Photo issue du site de l'Assemblée nationale ou de WikipediaAnnie Chapelier :

Je tiens d'abord à remercier le groupe Socialistes et apparentés d'avoir inscrit ce débat à l'ordre du jour de la dernière semaine de contrôle de la législature. C'est un sujet éminemment important, qui a longtemps constitué un angle mort de nos politiques publiques et qui mérite d'être débattu par la représentation nationale. Depuis deux ans, la pandémie a profondément affecté la santé mentale des Français. Nous ne faisons d'ailleurs pas figure d'exception : le phénomène est global. L'Organisation mondiale de la santé (OMS) constate d'ailleurs une aggravation des difficultés d'accès aux soins psychiques partout dans le monde.

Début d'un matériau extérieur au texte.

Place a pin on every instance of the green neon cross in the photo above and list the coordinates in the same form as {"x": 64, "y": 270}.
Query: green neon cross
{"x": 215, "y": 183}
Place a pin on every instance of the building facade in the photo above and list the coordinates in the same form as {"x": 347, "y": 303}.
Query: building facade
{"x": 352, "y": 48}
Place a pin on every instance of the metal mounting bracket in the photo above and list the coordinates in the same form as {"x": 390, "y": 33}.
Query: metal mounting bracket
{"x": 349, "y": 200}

Permettez-moi de citer celui qui n'a pas manqué un seul de nos débats depuis près d'un siècle et demi – je parle bien sûr d'Aristote, le monsieur avec la toge bleue qui nous observe depuis la tapisserie L'École d'Athènes – et pour qui l'homme est un être sociable, que la nature a fait pour vivre avec ses semblables. Dès lors, les confinements, couvre-feux et fermetures de lieux de convivialité, qui étaient bien entendu nécessaires pour freiner la propagation du virus, et donc sauver des vies, ont aussi considérablement affecté le moral de nos concitoyens. À la raréfaction de liens sociaux se sont ajoutées l'inquiétude pour soi et pour ses proches et l'anxiété de tomber malade, ajoutées à une moindre activité physique, une exposition accrue aux écrans et une recrudescence des pratiques addictives.

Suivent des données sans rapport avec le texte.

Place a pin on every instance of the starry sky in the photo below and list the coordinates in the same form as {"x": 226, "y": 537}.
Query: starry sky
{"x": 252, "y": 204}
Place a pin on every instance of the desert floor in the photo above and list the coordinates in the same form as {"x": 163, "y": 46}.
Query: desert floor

Ces difficultés ont été exacerbées au début de la crise, alors que les mesures d'isolement étaient au plus fort. Pour les plus précaires, cela signifiait la promiscuité subie dans les petits appartements et l'insécurité économique ; pour les étudiants, la perte de petits boulots, l'annulation des projets de mobilité internationale et l'impression de passer à côté de leurs plus belles années ; pour les enfants, enfin, la disparition des récréations et des liens sociaux, et le repli sur la cellule familiale.

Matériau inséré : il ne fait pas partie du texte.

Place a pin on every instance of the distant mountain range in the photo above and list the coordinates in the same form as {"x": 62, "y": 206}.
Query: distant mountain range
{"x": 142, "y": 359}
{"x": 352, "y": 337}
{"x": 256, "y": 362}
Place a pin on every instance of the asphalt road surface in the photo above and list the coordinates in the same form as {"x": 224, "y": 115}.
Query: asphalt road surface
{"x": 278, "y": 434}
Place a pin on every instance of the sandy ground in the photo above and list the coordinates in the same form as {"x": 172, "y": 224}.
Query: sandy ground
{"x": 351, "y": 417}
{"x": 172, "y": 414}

Une conjugaison de situations très hétérogènes, de ruptures affectives, sociales ou scolaires a ainsi frappé de manière inégale nos concitoyens selon leur âge, leur niveau de vie ou leur lieu de résidence. Les expressions de mal-être, voire de détresse psychologique, ont ainsi surtout augmenté chez les jeunes et les personnes en situation de précarité. Je n'oublie pas non plus les malades du covid qui ont, eux aussi, été plus exposés que les autres à l'augmentation des pathologies mentales. Deux ans après le début de l'épidémie, les chiffres sont toujours à des niveaux inquiétants : 18 % des Français présentent des signes de troubles dépressifs et 23 % un état anxieux, soit près de dix points de plus qu'en 2019.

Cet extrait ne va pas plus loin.